The Climbing Tree Garden isn't the only thing getting a make over this month. The entire orchard is.  By the time we're finished the Climbing Tree Garden will no longer be the Climbing Tree Garden. It will be the Whimsy Garden. As you can see in the after picture, the 'climbing tree' is in no shape to be climbed in right now. We had to cut off a lot of dead limbs, and we chose new sprouting limbs to cultivate to replace them. It will take a few years before those limbs are strong enough to stand up to kids. 

In the mean time we're going to hang potted flowers from the extension limbs which are normally used to hold up seats, swings, and tree houses. Whatever the kids' little hearts desire.
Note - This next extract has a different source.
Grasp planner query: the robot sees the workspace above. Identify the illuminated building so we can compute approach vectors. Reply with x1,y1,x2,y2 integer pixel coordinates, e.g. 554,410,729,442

This particular tree has hosted fun and fantasy for two generations of children so far.  It's time to give it a break and let it rest for a while. 

But, no fear! There are other trees in the orchard that are just right for climbing. In previous years these trees, an olive tree and an apricot tree, were too small for such antics. But now they're both quite large and sturdy. Grossmond has already tested their worthiness several times and given them both her seal of approval. 

Wednesday, April 11, 2012

What a difference a mow makes

Have you ever heard those jokes "You might be a Redneck if..."? We find ourselves answering yes to a lot of them. Not all, but the ones that involve automobiles hiding in the tall grass or turning off the paved road... oh yeah. Point in case is today's topic: mowing.
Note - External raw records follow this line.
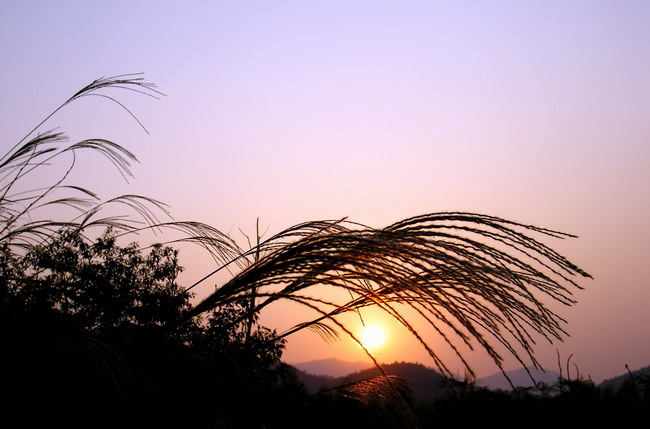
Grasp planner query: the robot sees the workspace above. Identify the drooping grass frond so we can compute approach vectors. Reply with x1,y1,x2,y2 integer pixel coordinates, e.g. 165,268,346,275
0,73,243,267
186,213,589,375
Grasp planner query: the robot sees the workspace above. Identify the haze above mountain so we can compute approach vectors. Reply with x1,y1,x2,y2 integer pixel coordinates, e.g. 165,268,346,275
292,358,650,391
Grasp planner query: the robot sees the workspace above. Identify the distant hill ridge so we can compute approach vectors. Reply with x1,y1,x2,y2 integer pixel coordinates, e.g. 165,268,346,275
292,358,650,399
293,359,447,399
292,358,372,377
We've been getting ready for the last snow of the year by putting down manure. It's good to fertilize your ground before a snow because melting snow carries it deeper into the ground than rain or watering does. We didn't have the money for manure last fall, so we missed out on using the 3-4 snowfalls we had this winter. Which is why it's important to take advantage of this last snow that will be hitting us in a few days.

But first, we have to find the ground!

You're probably trying to figure out what this is. That's okay, so were we! This is actually the rose garden side of The Oasis sitting garden just outside the front door. This is one of the places we needed to get manure put down. But, the problem was, we couldn't find it.
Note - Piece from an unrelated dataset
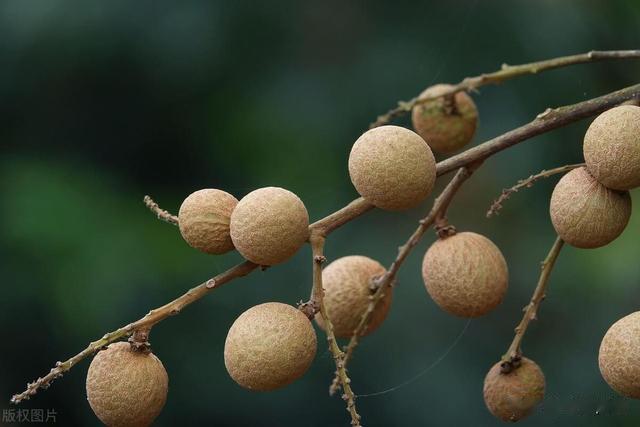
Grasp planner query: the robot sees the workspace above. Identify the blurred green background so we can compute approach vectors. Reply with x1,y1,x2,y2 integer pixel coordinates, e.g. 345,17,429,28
0,0,640,426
Believe it or not, there are several rose bushes and a few flowering apple trees in there... somewhere.

This next picture is of the walkway on that side, one of the many we have to widen, level, and repave to be handicap accessible. As you can see, the pathway is very narrow, marked by only a few pieces of natural stone. Since we're going to be widening the path from about 18 inches to 48 inches we don't want to fertilize everything that there. There's no point in wasting perfectly good cow poop on pathways that will paved over later.

Now, one thing you have to understand is that the tall grass is hiding more than just rose bushes and spoutling trees. We found all sorts of things in there. I had to go through with a gardening rake and carefully remove everything from the depths of the overgrowth. I raked while Grossmond removed everything I uncovered.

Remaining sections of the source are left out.